After Gaston’s abduction, Christiane had resolved to live an austere life. In her mind, Gaston was no longer of this world. Vercingetorix’s men said that she’d gone mad and that no one had arrested her northerner husband. He’d fled of his own accord, they claimed, in the night, so as to join the camp of the victors in Mapapouville. The Negro Grandsons lectured the local inhabitants: harboring a northerner would rebound on you in the end; you ran the risk of being betrayed one day. Especially because Gaston had worked at the Moukoukoulou Dam, an important strategic point in the region.

The Infertile Woman

Neither the fetid smell in her house nor the fact that she looked like a madwoman would have put me off going to see her. She remained my friend, my best friend, if not the only one I had in the district. We’d known each other since my arrival in Batalébé. Not because her husband was from the same region as me, but because I felt I could trust her. It was even more than friendship, in that land where I was somewhat isolated. We would braid each other’s hair once a month—back then Kimbembé had no objection to my spending time with her. Sometimes we would buy identical wrap dresses, earrings, or necklaces and head over to the big market in Batalébé, where we’d met for the first time. Deep inside me I cherish the image from those days of Christiane’s hand stroking my braids and touching Maribé’s cheek.

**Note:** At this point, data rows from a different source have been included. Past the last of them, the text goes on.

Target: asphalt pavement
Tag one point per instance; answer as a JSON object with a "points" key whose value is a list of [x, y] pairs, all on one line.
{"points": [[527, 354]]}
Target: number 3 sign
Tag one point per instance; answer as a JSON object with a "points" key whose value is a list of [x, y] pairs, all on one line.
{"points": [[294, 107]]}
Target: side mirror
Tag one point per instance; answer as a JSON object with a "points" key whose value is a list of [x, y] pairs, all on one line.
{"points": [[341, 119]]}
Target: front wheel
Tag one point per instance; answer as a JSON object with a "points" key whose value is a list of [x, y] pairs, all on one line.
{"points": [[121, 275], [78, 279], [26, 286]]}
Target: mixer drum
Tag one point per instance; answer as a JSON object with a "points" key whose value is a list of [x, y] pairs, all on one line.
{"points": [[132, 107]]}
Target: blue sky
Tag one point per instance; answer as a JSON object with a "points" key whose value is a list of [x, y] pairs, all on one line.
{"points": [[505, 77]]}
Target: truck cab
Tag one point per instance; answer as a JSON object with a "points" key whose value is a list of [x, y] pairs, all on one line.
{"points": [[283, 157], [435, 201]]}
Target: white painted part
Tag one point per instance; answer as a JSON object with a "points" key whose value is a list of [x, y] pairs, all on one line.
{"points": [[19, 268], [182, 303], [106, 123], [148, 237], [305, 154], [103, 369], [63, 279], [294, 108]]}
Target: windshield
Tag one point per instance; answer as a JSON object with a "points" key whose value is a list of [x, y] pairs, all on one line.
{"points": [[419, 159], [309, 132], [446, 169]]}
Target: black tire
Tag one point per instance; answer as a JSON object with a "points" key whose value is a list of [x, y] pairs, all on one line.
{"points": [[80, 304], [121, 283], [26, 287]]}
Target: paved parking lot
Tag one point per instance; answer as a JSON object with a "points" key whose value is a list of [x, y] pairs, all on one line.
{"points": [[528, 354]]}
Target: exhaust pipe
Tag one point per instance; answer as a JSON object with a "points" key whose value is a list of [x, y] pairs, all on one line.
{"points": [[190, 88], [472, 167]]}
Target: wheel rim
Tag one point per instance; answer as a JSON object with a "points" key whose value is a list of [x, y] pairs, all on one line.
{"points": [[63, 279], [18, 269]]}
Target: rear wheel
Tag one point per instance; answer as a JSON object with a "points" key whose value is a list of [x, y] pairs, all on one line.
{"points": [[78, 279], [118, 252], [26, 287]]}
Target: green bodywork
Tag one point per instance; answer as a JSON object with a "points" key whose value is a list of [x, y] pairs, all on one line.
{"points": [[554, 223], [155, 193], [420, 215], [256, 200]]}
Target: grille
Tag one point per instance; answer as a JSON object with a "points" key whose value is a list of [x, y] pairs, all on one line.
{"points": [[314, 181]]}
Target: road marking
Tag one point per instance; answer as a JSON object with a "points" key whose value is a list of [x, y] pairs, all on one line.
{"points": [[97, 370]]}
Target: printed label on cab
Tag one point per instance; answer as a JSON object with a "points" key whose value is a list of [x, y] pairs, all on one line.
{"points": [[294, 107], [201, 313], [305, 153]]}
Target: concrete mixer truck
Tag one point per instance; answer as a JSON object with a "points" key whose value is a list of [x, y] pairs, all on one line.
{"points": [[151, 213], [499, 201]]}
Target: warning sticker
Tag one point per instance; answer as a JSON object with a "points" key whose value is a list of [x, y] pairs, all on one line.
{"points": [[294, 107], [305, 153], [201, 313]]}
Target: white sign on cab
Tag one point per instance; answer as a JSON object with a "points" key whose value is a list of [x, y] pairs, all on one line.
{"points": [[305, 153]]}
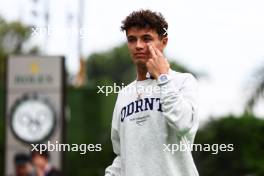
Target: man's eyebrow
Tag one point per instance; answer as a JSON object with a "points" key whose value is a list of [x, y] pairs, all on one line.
{"points": [[147, 35]]}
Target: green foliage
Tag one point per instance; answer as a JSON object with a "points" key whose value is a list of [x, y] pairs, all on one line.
{"points": [[13, 35], [246, 133], [114, 66]]}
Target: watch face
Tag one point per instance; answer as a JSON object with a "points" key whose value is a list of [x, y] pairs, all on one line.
{"points": [[32, 120], [164, 78]]}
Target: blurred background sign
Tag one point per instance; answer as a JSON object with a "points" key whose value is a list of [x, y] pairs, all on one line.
{"points": [[34, 106]]}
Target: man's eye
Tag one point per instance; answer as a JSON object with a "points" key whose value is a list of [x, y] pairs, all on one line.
{"points": [[131, 40], [147, 39]]}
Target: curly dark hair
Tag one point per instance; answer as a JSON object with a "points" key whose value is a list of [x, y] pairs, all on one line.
{"points": [[146, 19]]}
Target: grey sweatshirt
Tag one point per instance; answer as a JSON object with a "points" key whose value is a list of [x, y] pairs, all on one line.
{"points": [[147, 130]]}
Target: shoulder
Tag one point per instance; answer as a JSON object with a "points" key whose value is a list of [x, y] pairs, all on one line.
{"points": [[126, 91]]}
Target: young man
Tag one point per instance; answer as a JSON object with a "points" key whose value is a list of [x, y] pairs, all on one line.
{"points": [[148, 128]]}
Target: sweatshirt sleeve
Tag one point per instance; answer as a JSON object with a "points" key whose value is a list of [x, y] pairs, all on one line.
{"points": [[179, 104], [115, 168]]}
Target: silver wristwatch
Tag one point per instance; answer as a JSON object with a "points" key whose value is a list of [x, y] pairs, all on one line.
{"points": [[163, 79]]}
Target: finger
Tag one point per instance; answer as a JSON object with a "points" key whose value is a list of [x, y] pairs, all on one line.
{"points": [[157, 51], [152, 51]]}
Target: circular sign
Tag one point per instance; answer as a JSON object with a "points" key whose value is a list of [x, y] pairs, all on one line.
{"points": [[32, 119]]}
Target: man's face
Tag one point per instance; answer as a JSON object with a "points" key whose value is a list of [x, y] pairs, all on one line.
{"points": [[137, 40]]}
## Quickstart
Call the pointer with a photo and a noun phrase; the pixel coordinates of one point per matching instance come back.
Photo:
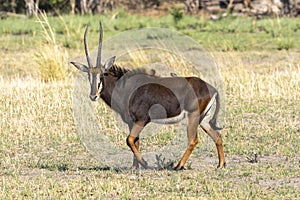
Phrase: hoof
(220, 166)
(177, 168)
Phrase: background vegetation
(41, 155)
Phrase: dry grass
(42, 156)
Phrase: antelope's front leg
(135, 164)
(131, 140)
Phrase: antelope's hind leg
(217, 138)
(133, 142)
(193, 122)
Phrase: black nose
(93, 97)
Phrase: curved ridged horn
(86, 48)
(98, 64)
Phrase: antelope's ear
(80, 66)
(109, 62)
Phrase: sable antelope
(141, 98)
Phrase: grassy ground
(41, 155)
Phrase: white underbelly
(171, 120)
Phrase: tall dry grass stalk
(265, 81)
(51, 57)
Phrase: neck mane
(118, 72)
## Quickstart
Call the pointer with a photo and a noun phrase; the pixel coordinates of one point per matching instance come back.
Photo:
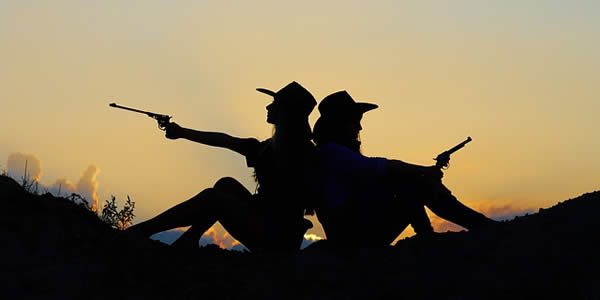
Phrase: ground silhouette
(55, 249)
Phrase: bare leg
(200, 209)
(232, 211)
(441, 202)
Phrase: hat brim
(266, 91)
(363, 107)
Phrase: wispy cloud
(21, 165)
(220, 237)
(26, 166)
(496, 212)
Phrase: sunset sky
(522, 78)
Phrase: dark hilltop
(55, 249)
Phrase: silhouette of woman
(272, 219)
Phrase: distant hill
(55, 249)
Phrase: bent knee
(226, 183)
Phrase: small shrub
(119, 219)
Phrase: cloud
(502, 212)
(86, 186)
(218, 236)
(26, 166)
(310, 238)
(214, 235)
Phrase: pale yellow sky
(520, 77)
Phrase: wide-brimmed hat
(340, 105)
(293, 96)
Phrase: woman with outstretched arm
(272, 218)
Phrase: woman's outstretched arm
(216, 139)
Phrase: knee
(226, 183)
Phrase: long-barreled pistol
(443, 159)
(163, 120)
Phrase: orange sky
(520, 77)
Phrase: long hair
(295, 154)
(329, 130)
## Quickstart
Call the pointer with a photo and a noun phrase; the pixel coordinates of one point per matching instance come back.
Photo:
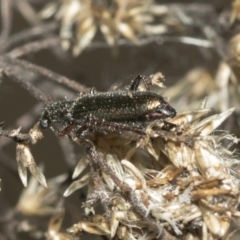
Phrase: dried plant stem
(49, 74)
(28, 35)
(33, 47)
(6, 18)
(34, 91)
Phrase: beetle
(109, 108)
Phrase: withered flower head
(178, 179)
(82, 19)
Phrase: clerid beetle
(119, 107)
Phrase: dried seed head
(25, 160)
(129, 19)
(178, 179)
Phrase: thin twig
(28, 35)
(49, 74)
(6, 18)
(33, 47)
(28, 12)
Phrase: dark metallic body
(125, 106)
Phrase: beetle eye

I admit, and still regret, that I was reluctant to take Maribé with me when I went to her house. Yet I had a reason that might have served as justification. The times I went to see her with my daughter, Christiane kept staring at her. I imagined what was going through her mind: she was sorrowful at not having been able to bring a child into the world. Not having experienced the happiness of being a mother. Her infertility grieved her. Her mother had made her drink the bitterest concoctions, whose virtues had been known since the beginning of the world, but to no avail. Christiane had tried everything. She and Gaston had consulted the most renowned healers in Batalébé and even throughout the South. Nothing could be done. The spirits had turned her ovaries upside down and knotted them seventy-seven times, concluded these men who possessed the power to stop the rain, to make it fall in the middle of the dry season, or to question a dead person in his coffin until he gave his mourners the address of the man or woman who had been the cause of his death.

Patient Gaston consoled her in her moments of bitterness. The failure did not originate with him—that much had been established by the most trustworthy doctors of the Adolphe-Cissé Hospital in Pointe-Rouge. For all that, he wasn’t tempted to go elsewhere. Quite the opposite, he grew closer to Christiane, but that didn’t help to ease his wife’s distress. She believed that a love so intense ought to be rewarded with the arrival of a little angel. She held it against herself when she saw a woman carrying a baby on her back, or a pregnant woman. She struck her belly, insulted it. Each month she cried at the first drops of her period. She railed against the natural cycle that reminded her she would never know the three dry trimesters during which a little being is made in the intimacy of the umbilical cord and the amniotic fluid. For her, the worst part was that when Gaston seemed quiet and distant, she imagined it was because of her childlessness. She didn’t dare ask him about it. She knew Gaston didn’t like to make a big deal of it. She would leave the house and walk alone by the Léfini, tears in her eyes.